Before I get into talking about this absolutley stunning book, I want to share a story. I went to Fan Expo Philadelphia this year and was excited that Zoe Thorogood was going to be there. Rain, the book that introduced her to me, was still coming out, and I wanted to let her know in-person how amazing I thought it was. I had briefly encountered Zoe a few weeks earlier at a different con, but I wanted to see her again and buy something from her, if she was selling. I think she is a fantastic artist.

So, at the Philly show, Zoe was on a panel talking about her art and her previous book The Impending Blindness of Billie Scott. I found her to be charming and interesting. She handled herself wonderfully on the panel. I wanted to make a point to go to her table during the show to buy Billie from her and let her know what a great job she was doing. I went past her table several times over the next couple of days but never seemed to connect with her. I regret that. But after reading this book, I am not surprised by the missed connection. This story isn’t all that interesting, but it happened, and recording reality in its purest form is what this book is all about.

Zoe Thorogood has crafted a raw, intimate, stream of consciousness into a stunning work of art. There is no apology in this effort. Let’s be clear, she is a gifted artist with a talent for creating lines into tender vulnerable characters while telling their stories without pretense across the page. The topics covered in this book are difficult to address in a graphic form, but she able to deftly reveal her truth to the reader regardless of taboo or discomfort. This book is heartbreakingly beautiful. It is not, nor is it intended to be, a complete story. It is a glimpse into the world of young woman trying to navigate the world she lives in. She recognizes some of her own limitations and flaws, and to Thorogood’s credit everything is fair game in this book.

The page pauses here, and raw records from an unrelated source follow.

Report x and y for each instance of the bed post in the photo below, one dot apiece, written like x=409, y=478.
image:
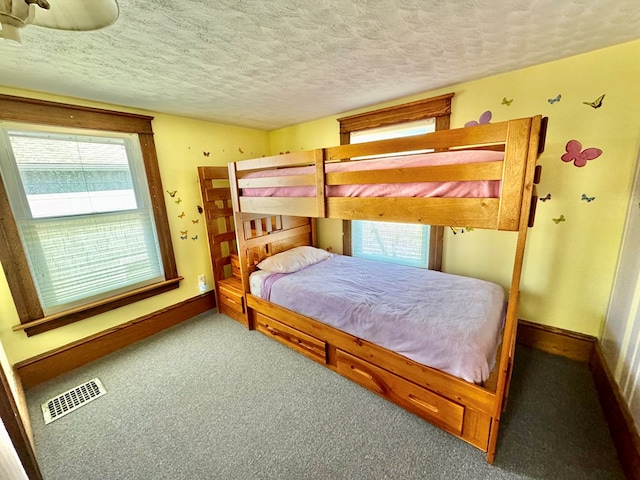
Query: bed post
x=508, y=347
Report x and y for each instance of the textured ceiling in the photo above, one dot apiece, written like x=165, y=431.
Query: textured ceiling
x=267, y=64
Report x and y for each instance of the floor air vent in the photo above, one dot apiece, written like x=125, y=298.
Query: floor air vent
x=72, y=399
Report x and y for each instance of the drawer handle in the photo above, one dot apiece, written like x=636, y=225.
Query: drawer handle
x=362, y=372
x=379, y=386
x=423, y=403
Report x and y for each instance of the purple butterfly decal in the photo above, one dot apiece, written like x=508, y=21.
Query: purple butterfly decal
x=578, y=156
x=484, y=119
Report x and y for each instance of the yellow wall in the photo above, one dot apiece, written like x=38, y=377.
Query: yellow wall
x=180, y=143
x=569, y=266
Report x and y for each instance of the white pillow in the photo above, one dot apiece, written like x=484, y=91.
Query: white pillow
x=293, y=260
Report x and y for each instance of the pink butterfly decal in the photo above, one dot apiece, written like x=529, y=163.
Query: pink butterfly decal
x=578, y=156
x=484, y=119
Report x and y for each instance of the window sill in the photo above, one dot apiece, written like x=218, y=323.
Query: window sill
x=51, y=322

The art in this book is breathtaking. Her sparing use of color is a wonderful choice as is the use textured greys. Her ability to design panel layouts that serve each scene perfectly cannot be overstated. She is really an amazing visual story teller, and the care that she takes with each panel is evident on every page of this book. I cannot forget to mention how fascinating the methods that she incorporates characters into the settings. The narrator’s partition in the story and physical location in the art is incredibly well crafted.

I have been anticipating this book for several months now and reading it left me an emotional mess. It has been very difficult to write this review because of how intensely it moved me. Do I recommend that people read this book? Yes. Do I know that some people won’t like it? Also yes. But all I know is that this is one of the most incredible graphic novels that I have ever read.